Saw this one at my LHS today for $189.00 http://www.athearn.com/Products/Default.aspx?ProdID=ATH16876
May just have to go for it since I have a $150 gift certificate. These locos are a little older than the SD70's I am running and it's Santa Fe and my other locos are BNSF, but I think I'll work it in. The price ain't that bad. Never thought I'd go for sound in N scale, but guess I oughta just one .


----------



## Houdini (Mar 16, 2010)

I have the same one. That's a good deal. I can't remember what I paid on-line but it was more than that. Check out my Terrain for Trains layout. Not done yet. Still need to add some "water", ballast and some more trees/vehicles/people.
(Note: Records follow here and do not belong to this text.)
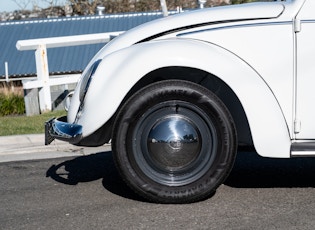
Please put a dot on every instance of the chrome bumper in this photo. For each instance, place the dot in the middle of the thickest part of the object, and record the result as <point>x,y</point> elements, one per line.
<point>58,128</point>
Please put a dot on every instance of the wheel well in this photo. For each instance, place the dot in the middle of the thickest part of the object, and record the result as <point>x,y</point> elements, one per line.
<point>211,82</point>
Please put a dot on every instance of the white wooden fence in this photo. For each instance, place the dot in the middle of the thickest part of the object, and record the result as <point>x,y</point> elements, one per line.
<point>43,81</point>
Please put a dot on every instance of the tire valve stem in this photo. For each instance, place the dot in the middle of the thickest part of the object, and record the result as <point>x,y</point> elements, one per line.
<point>176,108</point>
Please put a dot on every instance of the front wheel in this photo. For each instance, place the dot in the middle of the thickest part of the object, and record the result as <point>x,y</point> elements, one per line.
<point>174,142</point>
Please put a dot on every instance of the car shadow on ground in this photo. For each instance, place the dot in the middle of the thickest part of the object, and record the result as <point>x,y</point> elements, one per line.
<point>250,171</point>
<point>91,168</point>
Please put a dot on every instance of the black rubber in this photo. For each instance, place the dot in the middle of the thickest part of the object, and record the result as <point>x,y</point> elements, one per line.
<point>217,134</point>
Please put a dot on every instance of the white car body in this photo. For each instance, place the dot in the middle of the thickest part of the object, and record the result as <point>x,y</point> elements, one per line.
<point>259,52</point>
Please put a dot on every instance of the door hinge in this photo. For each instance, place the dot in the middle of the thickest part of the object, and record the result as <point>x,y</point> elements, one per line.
<point>297,126</point>
<point>297,25</point>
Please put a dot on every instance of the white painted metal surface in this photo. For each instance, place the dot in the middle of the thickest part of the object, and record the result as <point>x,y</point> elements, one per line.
<point>262,51</point>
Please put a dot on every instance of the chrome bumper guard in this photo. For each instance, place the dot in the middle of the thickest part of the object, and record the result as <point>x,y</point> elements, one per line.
<point>58,128</point>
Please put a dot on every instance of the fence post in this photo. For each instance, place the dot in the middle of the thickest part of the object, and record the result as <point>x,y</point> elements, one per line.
<point>43,76</point>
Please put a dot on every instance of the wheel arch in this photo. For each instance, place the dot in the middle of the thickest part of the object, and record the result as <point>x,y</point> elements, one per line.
<point>212,83</point>
<point>174,58</point>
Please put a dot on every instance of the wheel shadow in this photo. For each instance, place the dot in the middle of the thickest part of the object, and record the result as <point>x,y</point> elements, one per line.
<point>249,171</point>
<point>91,168</point>
<point>252,171</point>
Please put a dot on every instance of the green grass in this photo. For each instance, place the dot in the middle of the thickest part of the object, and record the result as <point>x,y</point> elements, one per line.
<point>17,125</point>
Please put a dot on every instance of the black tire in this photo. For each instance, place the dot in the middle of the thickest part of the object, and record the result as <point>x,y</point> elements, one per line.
<point>174,142</point>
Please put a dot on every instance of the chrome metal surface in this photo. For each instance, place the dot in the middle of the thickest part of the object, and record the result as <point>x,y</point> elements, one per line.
<point>60,129</point>
<point>174,142</point>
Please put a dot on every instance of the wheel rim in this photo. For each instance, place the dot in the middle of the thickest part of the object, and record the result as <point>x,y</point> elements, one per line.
<point>174,143</point>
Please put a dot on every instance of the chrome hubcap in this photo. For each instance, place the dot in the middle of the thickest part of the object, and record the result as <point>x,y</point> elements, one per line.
<point>174,143</point>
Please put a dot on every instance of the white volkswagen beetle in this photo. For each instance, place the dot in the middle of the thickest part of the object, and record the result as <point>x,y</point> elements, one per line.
<point>178,96</point>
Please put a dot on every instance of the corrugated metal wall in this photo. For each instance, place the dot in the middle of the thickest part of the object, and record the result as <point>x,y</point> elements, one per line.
<point>66,59</point>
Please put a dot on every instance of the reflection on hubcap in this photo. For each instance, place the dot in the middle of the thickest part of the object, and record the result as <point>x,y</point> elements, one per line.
<point>173,143</point>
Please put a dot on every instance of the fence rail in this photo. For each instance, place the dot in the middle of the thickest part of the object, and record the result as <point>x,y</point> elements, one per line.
<point>43,80</point>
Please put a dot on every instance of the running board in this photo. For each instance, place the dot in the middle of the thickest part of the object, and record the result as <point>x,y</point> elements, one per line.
<point>303,149</point>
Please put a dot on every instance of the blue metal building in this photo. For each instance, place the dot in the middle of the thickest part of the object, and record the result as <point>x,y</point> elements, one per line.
<point>66,59</point>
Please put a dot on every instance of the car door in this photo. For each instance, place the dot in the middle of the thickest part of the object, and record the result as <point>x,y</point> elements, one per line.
<point>305,72</point>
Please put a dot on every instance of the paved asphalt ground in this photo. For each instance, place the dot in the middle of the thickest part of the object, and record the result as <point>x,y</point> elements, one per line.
<point>32,147</point>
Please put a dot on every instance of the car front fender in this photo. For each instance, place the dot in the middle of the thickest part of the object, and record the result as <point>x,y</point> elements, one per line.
<point>121,70</point>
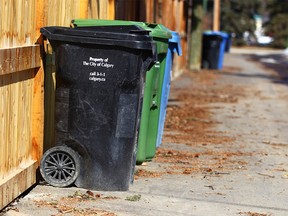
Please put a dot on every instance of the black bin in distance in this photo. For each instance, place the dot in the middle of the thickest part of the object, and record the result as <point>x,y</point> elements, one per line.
<point>99,88</point>
<point>211,45</point>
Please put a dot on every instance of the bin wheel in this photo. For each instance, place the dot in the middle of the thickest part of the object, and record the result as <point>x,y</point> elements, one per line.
<point>60,166</point>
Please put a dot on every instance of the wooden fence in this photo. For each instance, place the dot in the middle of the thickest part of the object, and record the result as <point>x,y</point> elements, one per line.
<point>23,58</point>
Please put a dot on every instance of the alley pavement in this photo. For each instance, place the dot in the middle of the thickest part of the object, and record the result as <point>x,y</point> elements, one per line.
<point>224,151</point>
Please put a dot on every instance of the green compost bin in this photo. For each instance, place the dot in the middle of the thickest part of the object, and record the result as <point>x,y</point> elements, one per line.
<point>148,130</point>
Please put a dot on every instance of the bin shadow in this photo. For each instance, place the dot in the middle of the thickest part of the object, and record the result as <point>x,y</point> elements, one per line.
<point>275,62</point>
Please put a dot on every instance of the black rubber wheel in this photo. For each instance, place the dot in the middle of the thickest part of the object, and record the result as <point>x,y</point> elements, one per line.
<point>60,166</point>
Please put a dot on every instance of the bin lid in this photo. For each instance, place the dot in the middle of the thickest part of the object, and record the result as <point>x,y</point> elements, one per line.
<point>176,40</point>
<point>124,36</point>
<point>216,33</point>
<point>156,30</point>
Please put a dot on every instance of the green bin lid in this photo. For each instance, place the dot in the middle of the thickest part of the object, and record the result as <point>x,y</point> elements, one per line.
<point>157,30</point>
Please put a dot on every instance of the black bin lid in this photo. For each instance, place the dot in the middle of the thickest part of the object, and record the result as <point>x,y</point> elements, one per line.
<point>130,36</point>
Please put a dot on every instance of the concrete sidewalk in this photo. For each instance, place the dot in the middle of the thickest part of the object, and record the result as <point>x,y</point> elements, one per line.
<point>225,151</point>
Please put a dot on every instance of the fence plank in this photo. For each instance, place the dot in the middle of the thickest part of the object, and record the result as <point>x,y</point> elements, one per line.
<point>23,177</point>
<point>19,59</point>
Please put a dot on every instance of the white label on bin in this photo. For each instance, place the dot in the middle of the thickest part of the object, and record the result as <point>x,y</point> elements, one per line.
<point>97,76</point>
<point>98,62</point>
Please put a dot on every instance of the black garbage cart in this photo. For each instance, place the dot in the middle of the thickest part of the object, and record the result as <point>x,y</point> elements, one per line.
<point>100,74</point>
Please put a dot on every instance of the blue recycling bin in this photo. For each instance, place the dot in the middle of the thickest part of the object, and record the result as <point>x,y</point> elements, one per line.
<point>174,47</point>
<point>228,42</point>
<point>213,49</point>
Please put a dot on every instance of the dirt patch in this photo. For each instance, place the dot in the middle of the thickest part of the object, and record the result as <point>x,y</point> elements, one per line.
<point>71,203</point>
<point>191,116</point>
<point>189,121</point>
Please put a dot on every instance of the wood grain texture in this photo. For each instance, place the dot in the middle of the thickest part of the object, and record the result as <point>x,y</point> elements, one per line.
<point>17,182</point>
<point>19,59</point>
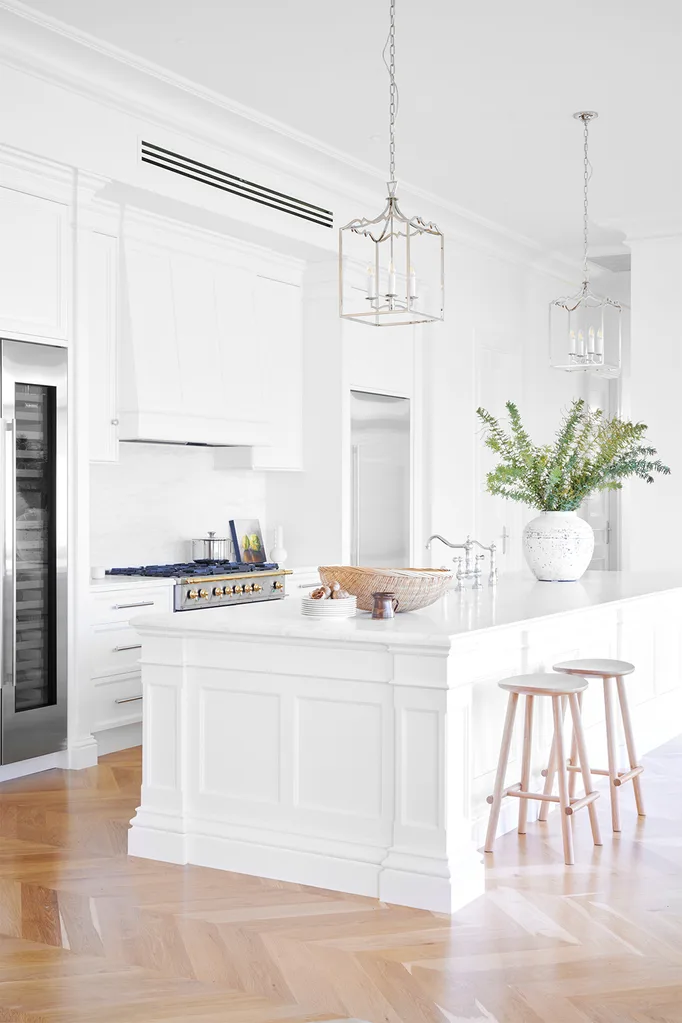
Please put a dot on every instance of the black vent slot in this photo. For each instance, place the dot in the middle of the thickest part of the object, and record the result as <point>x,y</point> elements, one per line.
<point>192,169</point>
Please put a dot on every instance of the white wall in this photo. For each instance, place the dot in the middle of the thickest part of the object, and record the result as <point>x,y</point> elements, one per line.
<point>147,507</point>
<point>651,514</point>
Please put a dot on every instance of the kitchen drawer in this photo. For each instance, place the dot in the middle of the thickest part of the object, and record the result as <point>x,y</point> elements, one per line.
<point>117,701</point>
<point>122,605</point>
<point>116,650</point>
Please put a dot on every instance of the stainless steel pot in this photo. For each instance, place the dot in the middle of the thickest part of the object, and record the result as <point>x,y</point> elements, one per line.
<point>211,548</point>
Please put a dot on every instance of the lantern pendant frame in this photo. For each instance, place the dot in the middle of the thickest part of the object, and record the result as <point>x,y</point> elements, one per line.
<point>394,298</point>
<point>593,346</point>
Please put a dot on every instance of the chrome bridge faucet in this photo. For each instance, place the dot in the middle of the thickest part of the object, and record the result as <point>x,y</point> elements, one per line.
<point>472,567</point>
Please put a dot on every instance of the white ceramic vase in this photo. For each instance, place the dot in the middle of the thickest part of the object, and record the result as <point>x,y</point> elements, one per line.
<point>558,545</point>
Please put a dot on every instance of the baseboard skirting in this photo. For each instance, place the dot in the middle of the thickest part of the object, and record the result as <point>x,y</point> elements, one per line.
<point>122,738</point>
<point>452,887</point>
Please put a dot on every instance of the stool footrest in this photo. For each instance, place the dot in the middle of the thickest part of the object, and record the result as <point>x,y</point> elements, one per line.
<point>578,804</point>
<point>628,775</point>
<point>519,794</point>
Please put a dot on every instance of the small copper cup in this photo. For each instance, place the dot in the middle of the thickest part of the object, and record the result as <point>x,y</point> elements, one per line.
<point>385,606</point>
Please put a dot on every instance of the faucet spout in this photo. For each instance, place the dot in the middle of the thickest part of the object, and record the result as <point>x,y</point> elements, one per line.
<point>437,536</point>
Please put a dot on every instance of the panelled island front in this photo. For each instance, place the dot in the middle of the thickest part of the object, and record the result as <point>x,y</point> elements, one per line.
<point>357,755</point>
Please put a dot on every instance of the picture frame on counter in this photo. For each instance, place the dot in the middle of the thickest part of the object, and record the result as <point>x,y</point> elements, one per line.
<point>247,539</point>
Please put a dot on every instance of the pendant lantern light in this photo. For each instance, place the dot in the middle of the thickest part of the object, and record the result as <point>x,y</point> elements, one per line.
<point>585,327</point>
<point>391,267</point>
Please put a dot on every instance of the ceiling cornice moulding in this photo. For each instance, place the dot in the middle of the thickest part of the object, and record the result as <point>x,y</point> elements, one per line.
<point>44,47</point>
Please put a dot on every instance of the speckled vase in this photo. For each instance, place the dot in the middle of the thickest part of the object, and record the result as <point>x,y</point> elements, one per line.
<point>558,546</point>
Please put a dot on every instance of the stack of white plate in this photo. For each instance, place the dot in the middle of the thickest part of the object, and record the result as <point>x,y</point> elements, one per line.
<point>346,608</point>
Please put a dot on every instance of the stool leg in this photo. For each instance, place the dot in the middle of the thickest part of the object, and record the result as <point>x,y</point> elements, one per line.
<point>501,770</point>
<point>581,747</point>
<point>549,777</point>
<point>526,764</point>
<point>630,743</point>
<point>573,760</point>
<point>610,751</point>
<point>561,771</point>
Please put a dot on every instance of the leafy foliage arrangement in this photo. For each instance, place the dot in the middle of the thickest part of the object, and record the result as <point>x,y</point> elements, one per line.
<point>590,453</point>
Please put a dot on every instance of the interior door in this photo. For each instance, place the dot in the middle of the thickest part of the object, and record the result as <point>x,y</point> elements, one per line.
<point>381,480</point>
<point>34,583</point>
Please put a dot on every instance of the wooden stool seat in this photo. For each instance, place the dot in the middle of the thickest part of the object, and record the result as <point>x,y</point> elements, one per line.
<point>559,688</point>
<point>543,683</point>
<point>606,669</point>
<point>595,666</point>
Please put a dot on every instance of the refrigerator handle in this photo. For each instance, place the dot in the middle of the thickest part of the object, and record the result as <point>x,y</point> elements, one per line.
<point>9,566</point>
<point>355,553</point>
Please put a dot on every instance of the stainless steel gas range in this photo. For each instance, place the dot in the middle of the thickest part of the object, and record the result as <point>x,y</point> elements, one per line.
<point>216,584</point>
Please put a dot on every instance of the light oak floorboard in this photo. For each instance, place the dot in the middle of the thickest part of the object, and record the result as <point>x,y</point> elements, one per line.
<point>88,935</point>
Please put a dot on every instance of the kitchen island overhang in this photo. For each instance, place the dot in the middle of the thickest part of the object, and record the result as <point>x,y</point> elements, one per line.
<point>357,755</point>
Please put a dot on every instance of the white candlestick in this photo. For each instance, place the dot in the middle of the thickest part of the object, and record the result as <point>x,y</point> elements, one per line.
<point>392,278</point>
<point>581,344</point>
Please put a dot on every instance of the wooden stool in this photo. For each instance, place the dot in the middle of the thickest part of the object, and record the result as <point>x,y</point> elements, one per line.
<point>559,688</point>
<point>606,670</point>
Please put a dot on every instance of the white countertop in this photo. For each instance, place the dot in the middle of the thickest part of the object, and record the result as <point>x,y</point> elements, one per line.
<point>126,582</point>
<point>514,599</point>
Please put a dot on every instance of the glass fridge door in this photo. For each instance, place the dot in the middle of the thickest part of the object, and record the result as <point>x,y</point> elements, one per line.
<point>34,569</point>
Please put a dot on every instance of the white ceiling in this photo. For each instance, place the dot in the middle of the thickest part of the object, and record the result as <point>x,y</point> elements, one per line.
<point>487,92</point>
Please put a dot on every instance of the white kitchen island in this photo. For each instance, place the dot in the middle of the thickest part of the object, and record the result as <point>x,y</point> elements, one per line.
<point>357,755</point>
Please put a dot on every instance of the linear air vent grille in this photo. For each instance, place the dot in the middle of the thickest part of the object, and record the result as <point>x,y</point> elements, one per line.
<point>205,174</point>
<point>617,263</point>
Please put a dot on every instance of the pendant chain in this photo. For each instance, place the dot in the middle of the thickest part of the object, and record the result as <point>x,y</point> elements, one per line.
<point>393,107</point>
<point>587,174</point>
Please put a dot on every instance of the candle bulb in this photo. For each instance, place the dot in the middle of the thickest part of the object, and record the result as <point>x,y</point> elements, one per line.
<point>600,344</point>
<point>371,282</point>
<point>392,278</point>
<point>581,345</point>
<point>412,283</point>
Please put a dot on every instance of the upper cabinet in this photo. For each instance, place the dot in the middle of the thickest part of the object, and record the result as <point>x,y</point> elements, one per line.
<point>34,265</point>
<point>191,362</point>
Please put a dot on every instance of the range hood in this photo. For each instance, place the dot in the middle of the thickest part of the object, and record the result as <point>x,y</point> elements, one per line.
<point>191,362</point>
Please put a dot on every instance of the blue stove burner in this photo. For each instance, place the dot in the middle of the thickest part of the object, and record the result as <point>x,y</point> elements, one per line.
<point>192,569</point>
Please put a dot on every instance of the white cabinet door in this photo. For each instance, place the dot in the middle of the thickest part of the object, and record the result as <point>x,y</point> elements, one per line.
<point>149,385</point>
<point>100,276</point>
<point>34,265</point>
<point>279,326</point>
<point>190,369</point>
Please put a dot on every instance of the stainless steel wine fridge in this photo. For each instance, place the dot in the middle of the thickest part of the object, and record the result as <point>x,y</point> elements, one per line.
<point>33,594</point>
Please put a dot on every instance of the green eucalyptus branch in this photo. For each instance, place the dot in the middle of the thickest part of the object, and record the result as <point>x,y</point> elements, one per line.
<point>590,453</point>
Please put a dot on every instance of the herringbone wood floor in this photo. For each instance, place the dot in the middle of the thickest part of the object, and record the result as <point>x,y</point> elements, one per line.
<point>87,934</point>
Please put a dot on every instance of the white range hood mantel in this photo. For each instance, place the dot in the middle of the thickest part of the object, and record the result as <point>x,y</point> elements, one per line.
<point>191,359</point>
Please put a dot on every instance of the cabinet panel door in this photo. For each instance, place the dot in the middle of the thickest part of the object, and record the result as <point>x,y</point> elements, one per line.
<point>279,326</point>
<point>150,379</point>
<point>101,281</point>
<point>34,277</point>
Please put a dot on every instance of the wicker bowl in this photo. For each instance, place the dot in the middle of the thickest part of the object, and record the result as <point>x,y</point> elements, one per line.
<point>414,588</point>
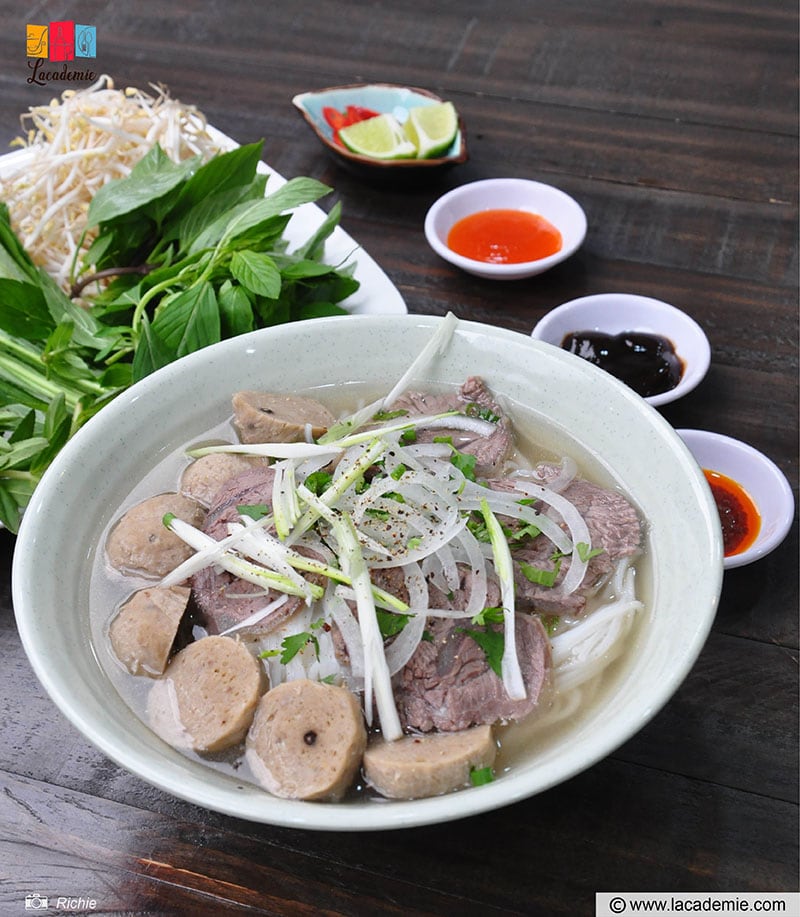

http://www.youtube.com/watch?v=7EtYAywRJ50


----------



## BNSF Fan (Feb 27, 2010)

Houdini said:


> I have the same one. That's a good deal. I can't remember what I paid on-line but it was more than that. Check out my Terrain for Trains layout. Not done yet. Still need to add some "water", ballast and some more trees/vehicles/people.
> 
> http://www.youtube.com/watch?v=7EtYAywRJ50


Hey, Houdini, like your layout, looks good. I like the loco, but it needs some tweaking, need to adjust the volume on the engine sound, can hardly hear it. Also the loco starts moving before before you hear the engine rpm's come up, so just some little things to do. How was yours out of the box?


----------



## Houdini (Mar 16, 2010)

What you see (and hear) is out of the box. I don't have a controller yet that can reprogram it. I'm using a Bachmann EZ command. It works ok but very limited on options. I'm still trying to decide what is a good controller to get for this.


----------



## BNSF Fan (Feb 27, 2010)

Houdini said:


> What you see (and hear) is out of the box. I don't have a controller yet that can reprogram it. I'm using a Bachmann EZ command. It works ok but very limited on options. I'm still trying to decide what is a good controller to get for this.


I have the Digitrax Zephyr. Seems to be good so far, but I haven't gotten into it to far yet as far as reprogramming things. There are one or two others that are good also, so which ever one seems to suit your purposes. Others here with more experience can give you some pro's and con's. Have fun, and enjoy that layout.


----------